The bonus for each individual ranges from $150 for contract delivery drivers who worked at least 10 hours in June to $3,000 for owners of small delivery companies set up to drive for Amazon. Full-time employees working in the company’s warehouses and Whole Foods Market stores will get a $500 bonus. Divided across a 40-hour-per-week schedule for the month of June, the $500 bonus is slightly less than $3 an hour.
In recognition of their role helping the company respond to a surge in demand as the coronavirus upended normal life, Amazon paid its hourly employees $2 an hour extra during part of March, April and May, and increased overtime pay. It canceled the pay boost June 1, despite the continued spread of COVID-19, the disease caused by the new coronavirus.
Amazon’s companywide U.S. minimum wage is $15 an hour. Most employees also receive health insurance and have access to other benefits, including job training programs.
“Our front-line operations teams have been on an incredible journey over the last few months, and we want to show our appreciation with a special one-time Thank You bonus totaling over $500 million,” Dave Clark, Amazon senior vice president in charge of worldwide operations, said in a message to employees announcing the bonus.
The bonus applies globally, a company spokesperson said.
Amazon has estimated coronavirus-related costs, including pay increases, safety measures and testing programs, of $4 billion through the first half of the year. The spokesperson did not respond to questions about whether the $500 million for bonuses is included in that total.
Amazon’s stock price, which has hit record levels this year, was down less than half a percent Monday, closing at $2,680.38, while broader indexes gained between 1% and 3%.
After hiring 175,000 people for temporary positions this spring — most of whom were offered regular full-time employment — Amazon’s global workforce reached 935,000. About 650,000 people work for the company in the United States.
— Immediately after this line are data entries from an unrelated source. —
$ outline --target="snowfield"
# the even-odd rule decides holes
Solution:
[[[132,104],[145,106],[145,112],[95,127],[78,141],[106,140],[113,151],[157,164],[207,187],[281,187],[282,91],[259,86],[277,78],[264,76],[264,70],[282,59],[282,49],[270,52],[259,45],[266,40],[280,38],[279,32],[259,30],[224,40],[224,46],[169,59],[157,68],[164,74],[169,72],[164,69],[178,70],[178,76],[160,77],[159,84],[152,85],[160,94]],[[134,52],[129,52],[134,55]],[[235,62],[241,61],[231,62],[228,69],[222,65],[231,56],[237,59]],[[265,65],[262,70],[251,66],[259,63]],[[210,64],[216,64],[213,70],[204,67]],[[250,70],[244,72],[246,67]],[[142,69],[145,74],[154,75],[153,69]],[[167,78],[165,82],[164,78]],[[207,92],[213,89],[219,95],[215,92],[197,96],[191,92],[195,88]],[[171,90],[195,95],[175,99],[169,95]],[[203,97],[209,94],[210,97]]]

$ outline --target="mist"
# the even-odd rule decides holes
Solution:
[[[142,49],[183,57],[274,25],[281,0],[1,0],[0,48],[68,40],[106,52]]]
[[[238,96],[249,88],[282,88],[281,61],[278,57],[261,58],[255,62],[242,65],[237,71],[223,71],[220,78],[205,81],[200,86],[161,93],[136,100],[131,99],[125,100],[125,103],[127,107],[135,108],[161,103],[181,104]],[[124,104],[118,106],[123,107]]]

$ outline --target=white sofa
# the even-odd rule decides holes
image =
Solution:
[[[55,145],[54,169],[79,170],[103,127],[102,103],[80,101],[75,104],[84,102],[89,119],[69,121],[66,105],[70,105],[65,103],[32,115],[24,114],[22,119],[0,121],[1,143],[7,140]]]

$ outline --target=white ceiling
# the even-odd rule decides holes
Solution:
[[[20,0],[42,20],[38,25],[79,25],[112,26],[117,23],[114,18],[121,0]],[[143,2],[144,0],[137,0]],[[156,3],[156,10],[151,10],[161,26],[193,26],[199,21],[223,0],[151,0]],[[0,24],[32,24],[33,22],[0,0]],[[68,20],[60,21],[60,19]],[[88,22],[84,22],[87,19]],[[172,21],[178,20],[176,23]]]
In Europe, where some Amazon workers are unionized, employees have pushed back on pay and working conditions. Labor union Verdi said workers at six sites in Germany were planning a strike Monday lasting at least 48 hours to protest safety issues as employees continue to test positive for COVID-19.
A small number of U.S. Amazon employees held walkouts earlier this year and decried the company’s handling of the pandemic.
Walmart, the only private company with more U.S. employees than Amazon, last week paid out its third cash bonus — including an early payout of first-quarter bonuses — for employees working through the pandemic in the last three months. The latest bonus was $300 for full-time hourly employees and $150 for those working part-time or temporary jobs.
Walmart in January increased its minimum wage in about 500 stores from $11 to $12 an hour. It also added a temporary $2-an-hour pay boost for workers in its warehouses from late March through late May.